Co-written by Feng Guo of Iowa State University and Yijun Li of Erasmus University Rotterdam (who both earned doctorates in accounting from KU) and Likoebe Maruping of Georgia State University, the study analyzes four types of innovation: incremental, radical, non-IT related and IT-related.
“There is a complementarity piece to investments in IT,” Masli said.
“Not only do you need to invest in tangible IT systems — software, hardware, networks and others — you also need to invest in the workplace environment for IT employees within the company. The complementarity of those two IT factors maximizes your innovation output.”
Masli’s impetus for the research began when he read an issue of Computerworld magazine that published an annual list of the “Best Places to Work in IT.”
He said, “It’s difficult to get that type of data about the workplace environment. There’s no mandatory requirement in financial reports suggesting companies have to determine and disclose how good or bad their workplace environment is. So when I came across this publication, it sparked that idea. Now we had a measure of how to assess the investments in workplace quality for IT employees in organizations.”

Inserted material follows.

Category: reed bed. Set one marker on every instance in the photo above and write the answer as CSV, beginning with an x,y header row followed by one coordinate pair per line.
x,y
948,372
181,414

Using a sample involving 36,812 firm-year observations, Masli’s team analyzed various factors that play into a healthy workplace environment, including aspects such as work/life balance, opportunity for promotion and diversity.
Originally, he expected such investment would only help IT innovation output. However, the research team found it had a beneficial impact on non-IT innovation output as well. Similarly, the research looked at incremental innovation (the kind based on existing knowledge) versus radical innovation (the kind that creates new knowledge).
“We were expecting this complementarity to affect only one of these types, but we found it was pretty pervasive,” he said. “IT investment impacts all these different types of innovation.”
Innovation was traced through the amount of patents issued. But it wasn’t just the quantity which proved important; Masli was also interested in evaluating the quality. His team determined the “market value” of these innovations by gauging the change in total stock market capitalization in a three-day window in response to the issuing of a new patent.
Masli joined KU in 2011, where he continues his research in three key areas: the impact of IT in financial reporting quality and business performance; assurance and auditing of companies; and the labor market for executive teams. His past work concerning IT issues includes “Prioritizing IT Management Issues and Business Performance” for the Journal of Information Systems.
“Prior research has focused on how much money companies spent on tangible IT investments. What we’ve found is why companies shouldn’t overlook that the IT department itself serves as a critical support mechanism for innovation programs and departments,” Masli said.
“Whether they’re managing the communication, the networking or the actual system in place, the knowledge of IT employees is very important in maximizing innovation output. We can’t forget about the human element.”